И капитан Савельев (А.Панин), приставленный к генералу адъютант-соглядатай, — на первый взгляд безжалостный, циничный растлитель. Именно он превращает восторженного сосунка Виктора в стукача, именно он плетет вокруг генерала смертельную сеть интриги, именно он руководит налетом на генеральскую дачу… Но ведь, пусть и небескорыстно, Савельев пару раз вызволяет шофера из скверных ситуаций, а в последний момент оставляет в живых, отпускает Виктора и ребенка. То есть и прожженный гэбэшник в конце концов оказывается человеком. Для создателей фильма это принципиально.
Наиболее показательный пример — сам «водитель для Веры», синеглазый и бравый генеральский шофер. Он тоже совсем не прост, этот обаятельный солдат с гагаринской, эталонной улыбкой. Детдомовец, связывающий надежды на лучшую жизнь исключительно с армией, невинный честолюбец, перед которым вдруг замаячил кусок сладкого номенклатурного пирога. Любит ли он Веру? Нет, не любит, хотя вроде жалеет. Любит ли он Лиду? Нет, хотя хочет ее со всей горячностью молодого крепкого тела. Он искренне тронут отцовской заботой генерала, но это вовсе не мешает ему стучать на будущего тестя.

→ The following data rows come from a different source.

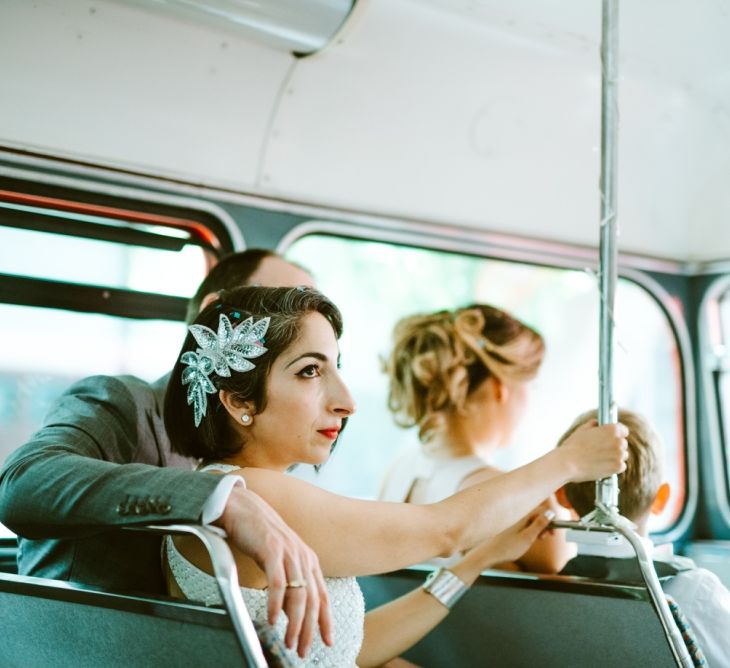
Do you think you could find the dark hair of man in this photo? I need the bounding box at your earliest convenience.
[185,248,279,325]
[558,410,662,520]
[164,286,342,461]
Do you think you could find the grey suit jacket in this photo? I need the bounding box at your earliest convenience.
[0,376,220,593]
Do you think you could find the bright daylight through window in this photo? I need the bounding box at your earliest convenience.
[286,235,685,531]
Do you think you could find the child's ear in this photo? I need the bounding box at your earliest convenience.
[555,487,573,510]
[218,390,256,422]
[651,482,671,515]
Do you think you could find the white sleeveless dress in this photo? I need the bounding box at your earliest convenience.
[165,464,365,668]
[378,445,486,567]
[379,446,487,503]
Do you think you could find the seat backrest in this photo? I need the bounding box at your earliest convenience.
[0,538,18,573]
[360,570,676,668]
[0,574,245,668]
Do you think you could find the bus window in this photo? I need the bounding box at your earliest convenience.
[0,210,208,474]
[286,234,685,531]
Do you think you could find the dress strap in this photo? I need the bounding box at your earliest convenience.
[198,462,241,473]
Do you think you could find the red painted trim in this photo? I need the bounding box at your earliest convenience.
[0,190,221,250]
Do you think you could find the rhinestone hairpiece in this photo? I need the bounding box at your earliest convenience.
[180,314,270,427]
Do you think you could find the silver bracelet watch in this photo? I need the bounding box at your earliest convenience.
[421,568,469,610]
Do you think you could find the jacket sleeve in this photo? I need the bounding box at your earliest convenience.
[0,376,220,538]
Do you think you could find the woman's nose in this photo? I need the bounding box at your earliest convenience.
[331,376,357,415]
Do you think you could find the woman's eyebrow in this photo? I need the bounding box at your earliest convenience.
[284,353,329,369]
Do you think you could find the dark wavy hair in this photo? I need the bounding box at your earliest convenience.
[164,286,342,460]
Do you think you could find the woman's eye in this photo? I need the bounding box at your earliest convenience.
[297,364,319,378]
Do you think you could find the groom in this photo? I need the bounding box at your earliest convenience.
[0,249,330,651]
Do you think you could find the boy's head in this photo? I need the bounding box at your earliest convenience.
[558,410,669,523]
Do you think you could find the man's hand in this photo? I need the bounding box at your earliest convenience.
[215,487,332,658]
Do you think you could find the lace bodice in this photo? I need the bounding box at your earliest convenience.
[165,536,365,668]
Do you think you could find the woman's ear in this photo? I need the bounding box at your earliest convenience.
[218,390,255,424]
[651,482,672,515]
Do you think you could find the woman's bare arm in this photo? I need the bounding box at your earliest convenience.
[460,466,575,573]
[242,425,626,581]
[357,512,548,666]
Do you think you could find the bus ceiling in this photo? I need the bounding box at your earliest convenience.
[0,0,730,263]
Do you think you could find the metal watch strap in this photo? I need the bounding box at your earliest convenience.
[421,568,469,610]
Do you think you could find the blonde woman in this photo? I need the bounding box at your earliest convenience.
[165,287,627,668]
[380,304,572,573]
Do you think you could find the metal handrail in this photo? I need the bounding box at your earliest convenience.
[550,520,693,668]
[131,524,268,668]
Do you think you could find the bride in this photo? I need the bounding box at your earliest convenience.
[165,287,627,667]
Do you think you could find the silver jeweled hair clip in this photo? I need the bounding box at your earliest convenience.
[180,314,270,427]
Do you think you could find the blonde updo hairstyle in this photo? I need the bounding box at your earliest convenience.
[386,304,545,443]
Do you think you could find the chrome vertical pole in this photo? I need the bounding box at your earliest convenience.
[596,0,618,509]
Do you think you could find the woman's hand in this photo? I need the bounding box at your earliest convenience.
[558,421,629,482]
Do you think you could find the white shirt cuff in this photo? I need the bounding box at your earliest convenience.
[201,475,246,524]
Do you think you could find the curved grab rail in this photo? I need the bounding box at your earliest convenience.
[550,520,693,668]
[126,524,268,668]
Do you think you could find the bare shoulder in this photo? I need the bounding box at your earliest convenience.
[239,467,332,503]
[459,464,504,491]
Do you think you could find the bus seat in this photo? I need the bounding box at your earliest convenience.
[0,538,18,573]
[0,525,288,668]
[359,569,677,668]
[0,574,245,668]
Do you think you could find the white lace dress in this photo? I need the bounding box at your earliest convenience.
[165,466,365,668]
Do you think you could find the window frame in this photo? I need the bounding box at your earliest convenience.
[0,169,242,321]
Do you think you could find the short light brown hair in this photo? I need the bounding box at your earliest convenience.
[558,410,663,520]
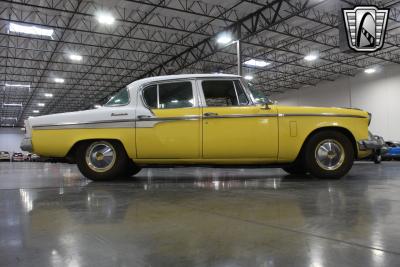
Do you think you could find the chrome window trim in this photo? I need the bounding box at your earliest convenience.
[102,86,131,108]
[138,78,200,110]
[197,77,255,108]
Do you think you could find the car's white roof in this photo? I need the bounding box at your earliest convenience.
[128,73,240,88]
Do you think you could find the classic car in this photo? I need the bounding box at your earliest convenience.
[21,74,376,180]
[0,151,10,161]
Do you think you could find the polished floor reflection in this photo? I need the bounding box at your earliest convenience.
[0,162,400,267]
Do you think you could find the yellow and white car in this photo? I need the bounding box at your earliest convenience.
[21,74,375,180]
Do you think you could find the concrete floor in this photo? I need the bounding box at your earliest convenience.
[0,162,400,267]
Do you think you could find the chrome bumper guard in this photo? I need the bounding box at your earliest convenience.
[358,139,383,151]
[20,138,33,152]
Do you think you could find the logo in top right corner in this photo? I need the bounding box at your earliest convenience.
[342,6,389,52]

Он с мужской проницательностью читает все происходящее в беззащитной душе Веры, но это не мешает ему давать ложные клятвы. Он постоянно балансирует меж двух огней, героически спасает генерала от смерти, вытащив его из машины с отказавшими тормозами, но и не думает предупредить, защитить, встать рядом, плечом к плечу перед лицом устрашающих «дезинфекторов». По ходу дела Виктор совершает ровно столько же подлостей, сколько и подвигов. Но остается в наших глазах безусловно положительным героем, ибо в финале, наплевав на карьеру, армию, свободу и саму свою жизнь, он спасет чужого ребенка. Иррациональный героизм, спонтанно прорывающийся на пустом месте, без связи с предыдущими и последующими поступками, — единственная надежда, единственный способ остаться человеком, когда надвигается государственный бульдозер? Наверное, так. Но какой ценой?
Если всмотреться пристальнее, становится ясно, что поступок Виктора психологически вполне объясним. Характерно, что наш водитель не вздумал заступиться за Лиду, когда ее выдворяли из дома, хотя ясно, что Лида «пострадала» из-за него. Ему не хватило мужества, реакции, безрассудной любви, чтобы заслонить от пули Веру — сцену ее убийства потрясенный Виктор наблюдает из-за угла. Единственное, что заставило его забыть про инстинкт самосохранения, — плач младенца в багажнике, ибо этот младенец оказался связан с подлинным и всепобеждающим чувством в душе водителя — с детской любовью к умершей младшей сестренке, то есть с тем, что существовало в его жизни еще до всякого соприкосновения с государством. Потом его водили, как телка на веревочке, кормили пряниками, грозили кнутом, и, несмотря на все свои простодушные амбиции, и подвиги, и подлости он совершал по чужой указке. В критический момент наружу вырвалось, слава Богу, настоящее, подлинное, свое. Но в итоге герой вернулся к исходной точке жизненного пути — одинокий, бездомный парнишка с маленькой девочкой на руках, не знающий, куда податься, как жить…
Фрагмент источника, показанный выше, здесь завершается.